尚、図3は、データ更新方法の処理フロー図であり、図4は、記憶媒体での更新用ファイルによる更新の流れを説明する図である。
【0042】
ナビゲーション装置1は、上記通信部10により受信する形態で更新用ファイルの入力を受け付ける更新用ファイル入力ステップ(ステップ#1)を実行するのに伴って、データ更新方法の実行を開始する。
ここで、この通信部10に受信される更新用ファイルは、記憶媒体2に記憶させるべき最新の情報データである更新用情報データを記憶した情報データフレーム全体を含むファイルであり、最新の該当データは含まないために、比較的容量が小さいものとなっている。
【0043】
次に、上記情報データ更新手段8は、記憶媒体2の情報データフレームから更新対象の情報データを抽出(ステップ#2)すると共に、当該抽出した情報データを上記更新用ファイルが有する更新用情報データにより更新(ステップ#3)する情報データ更新ステップを実行するように構成されている。
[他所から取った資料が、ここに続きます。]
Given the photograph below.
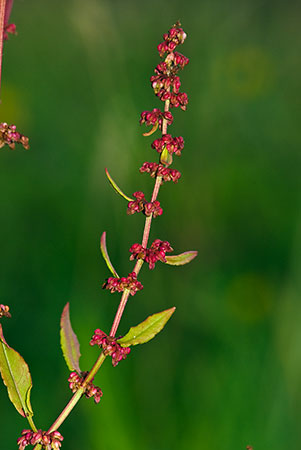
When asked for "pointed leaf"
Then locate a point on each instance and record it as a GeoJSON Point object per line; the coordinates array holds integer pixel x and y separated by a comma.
{"type": "Point", "coordinates": [147, 329]}
{"type": "Point", "coordinates": [117, 188]}
{"type": "Point", "coordinates": [103, 248]}
{"type": "Point", "coordinates": [16, 377]}
{"type": "Point", "coordinates": [181, 259]}
{"type": "Point", "coordinates": [69, 341]}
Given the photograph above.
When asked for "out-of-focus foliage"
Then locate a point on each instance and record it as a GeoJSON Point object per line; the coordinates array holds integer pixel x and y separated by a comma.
{"type": "Point", "coordinates": [226, 370]}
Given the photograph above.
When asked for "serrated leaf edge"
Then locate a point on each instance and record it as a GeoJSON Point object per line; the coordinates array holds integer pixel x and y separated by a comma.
{"type": "Point", "coordinates": [69, 365]}
{"type": "Point", "coordinates": [170, 258]}
{"type": "Point", "coordinates": [117, 188]}
{"type": "Point", "coordinates": [126, 344]}
{"type": "Point", "coordinates": [104, 252]}
{"type": "Point", "coordinates": [25, 410]}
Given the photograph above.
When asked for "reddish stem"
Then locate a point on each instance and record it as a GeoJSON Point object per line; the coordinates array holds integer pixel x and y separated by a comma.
{"type": "Point", "coordinates": [2, 23]}
{"type": "Point", "coordinates": [123, 301]}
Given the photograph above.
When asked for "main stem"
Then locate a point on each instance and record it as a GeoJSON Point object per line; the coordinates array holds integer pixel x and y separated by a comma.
{"type": "Point", "coordinates": [123, 301]}
{"type": "Point", "coordinates": [2, 17]}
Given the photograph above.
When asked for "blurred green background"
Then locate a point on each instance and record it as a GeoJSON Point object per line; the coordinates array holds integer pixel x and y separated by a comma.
{"type": "Point", "coordinates": [226, 371]}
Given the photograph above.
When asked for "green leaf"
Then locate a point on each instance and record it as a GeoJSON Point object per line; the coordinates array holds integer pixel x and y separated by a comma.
{"type": "Point", "coordinates": [181, 259]}
{"type": "Point", "coordinates": [16, 377]}
{"type": "Point", "coordinates": [104, 252]}
{"type": "Point", "coordinates": [69, 341]}
{"type": "Point", "coordinates": [117, 188]}
{"type": "Point", "coordinates": [147, 329]}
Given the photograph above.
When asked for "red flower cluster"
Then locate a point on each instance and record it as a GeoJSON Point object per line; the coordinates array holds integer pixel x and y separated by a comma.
{"type": "Point", "coordinates": [75, 382]}
{"type": "Point", "coordinates": [172, 39]}
{"type": "Point", "coordinates": [120, 284]}
{"type": "Point", "coordinates": [110, 346]}
{"type": "Point", "coordinates": [172, 145]}
{"type": "Point", "coordinates": [151, 255]}
{"type": "Point", "coordinates": [166, 173]}
{"type": "Point", "coordinates": [166, 83]}
{"type": "Point", "coordinates": [9, 136]}
{"type": "Point", "coordinates": [141, 205]}
{"type": "Point", "coordinates": [156, 116]}
{"type": "Point", "coordinates": [8, 27]}
{"type": "Point", "coordinates": [4, 311]}
{"type": "Point", "coordinates": [45, 439]}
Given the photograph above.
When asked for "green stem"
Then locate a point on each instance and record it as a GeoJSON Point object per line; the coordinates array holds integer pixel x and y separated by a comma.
{"type": "Point", "coordinates": [119, 313]}
{"type": "Point", "coordinates": [31, 423]}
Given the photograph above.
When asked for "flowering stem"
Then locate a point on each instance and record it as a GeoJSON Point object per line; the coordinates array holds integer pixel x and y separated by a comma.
{"type": "Point", "coordinates": [2, 17]}
{"type": "Point", "coordinates": [76, 397]}
{"type": "Point", "coordinates": [31, 423]}
{"type": "Point", "coordinates": [175, 37]}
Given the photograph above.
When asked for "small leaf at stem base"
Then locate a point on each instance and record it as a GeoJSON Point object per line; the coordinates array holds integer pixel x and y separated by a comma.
{"type": "Point", "coordinates": [181, 259]}
{"type": "Point", "coordinates": [147, 329]}
{"type": "Point", "coordinates": [16, 377]}
{"type": "Point", "coordinates": [69, 342]}
{"type": "Point", "coordinates": [117, 188]}
{"type": "Point", "coordinates": [104, 252]}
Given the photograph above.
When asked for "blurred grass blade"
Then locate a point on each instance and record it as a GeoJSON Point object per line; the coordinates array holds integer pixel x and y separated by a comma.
{"type": "Point", "coordinates": [16, 377]}
{"type": "Point", "coordinates": [69, 342]}
{"type": "Point", "coordinates": [181, 259]}
{"type": "Point", "coordinates": [147, 329]}
{"type": "Point", "coordinates": [104, 252]}
{"type": "Point", "coordinates": [117, 188]}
詳しくは、上記情報データ更新ステップにおいては、図4の矢印Aに示すように、記憶媒体2から、更新用ファイルに含まれる情報データフレームに該当する情報データフレーム全体の情報データを更新対象として抽出する。そして、図4の矢印aに示すように、その更新対象の情報データと更新用ファイルが有する更新用情報データとを比較し、更新対象の情報データにおいて、上記更新用ファイルが有する更新用情報データとは異なるフィールド(図4においては、「表示地図尺度」、「建物階数」、「種別コード」がそれに該当する。)を、当該更新用情報データの対応するフィールドで書き替える形態で、情報データを更新する。
【0044】
次に、上記該当データ更新手段9は、記憶媒体2の該当データフレームから上記更新対象の情報データが有する検索キーにより絞り込まれるカテゴリに属する該当データを抽出(ステップ#4)すると共に、当該抽出した該当データを上記更新用ファイルが有する更新用情報データにより更新(ステップ#5)する該当データ更新ステップを実行するように構成されている。
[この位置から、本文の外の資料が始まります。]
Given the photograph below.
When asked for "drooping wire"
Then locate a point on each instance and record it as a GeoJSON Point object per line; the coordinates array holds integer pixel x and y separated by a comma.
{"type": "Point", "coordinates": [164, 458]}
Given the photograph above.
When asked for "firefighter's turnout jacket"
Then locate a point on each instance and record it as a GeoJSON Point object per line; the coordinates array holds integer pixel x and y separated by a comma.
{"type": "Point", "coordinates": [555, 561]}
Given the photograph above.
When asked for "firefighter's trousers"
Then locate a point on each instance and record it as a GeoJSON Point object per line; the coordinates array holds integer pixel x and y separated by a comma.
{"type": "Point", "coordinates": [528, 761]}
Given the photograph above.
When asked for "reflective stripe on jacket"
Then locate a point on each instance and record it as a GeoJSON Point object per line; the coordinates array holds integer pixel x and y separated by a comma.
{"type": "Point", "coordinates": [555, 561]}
詳しくは、上記該当データ更新ステップにおいては、図4の矢印Bで示すように、上記情報データ更新手段により更新した更新対象の情報データに含まれる検索キー、即ち地点の名称の読み(例えば「アイウエオ」)を参照し、カテゴリフレームにおいて参照した検索キーにより絞り込まれるカテゴリに属する該当データを、更新対象として、該当データフレームから抽出する。そして、図4の矢印bに示すように、その更新対象の該当データと更新用ファイルが有する更新用情報データとを比較し、更新対象の該当データにおいて、上記更新用ファイルが有する更新用情報データとは異なるフィールド(図4においては、「種別コード」がそれに該当する。)を、当該更新用情報データの対応するフィールドで書き替える形態で、該当データを更新する。
【0045】
以上のようなデータ更新方法により、上記更新用ファイルとして、上記該当データを更新するためのデータを含まず、上記情報データを更新するための更新用情報データのみを含む比較的容量が小さいファイルを利用して、記憶媒体2に記憶されている該当データ及び情報データの両方を更新することができ、例えば、更新用ファイル入力手段10における当該更新用ファイルの入力のための通信量やメモリ容量を削減して、当該データ更新方法を実行するのに必要な更新時間を削減することができる。
【0046】
〔別実施形態〕
(1)上記実施の形態では、該当データ更新手段9が、該当データ更新ステップを実行するにあたり、情報データが有する地点の名称の読みカナである検索キーを利用して、更新対象の該当データが属するカテゴリを絞り込んだが、別に、この更新対象の該当データが属するカテゴリを絞り込むための検索キーを、上記読みカナではなく、例えば、地点の電話番号や地点の住所等のように、情報データに含まれる他の情報を検索キーとして利用することができる。
【0047】
尚、上記更新対象の該当データが属するカテゴリを絞り込むための検索キーを、地点の電話番号とする場合のデータ更新方法は、以下のようになる。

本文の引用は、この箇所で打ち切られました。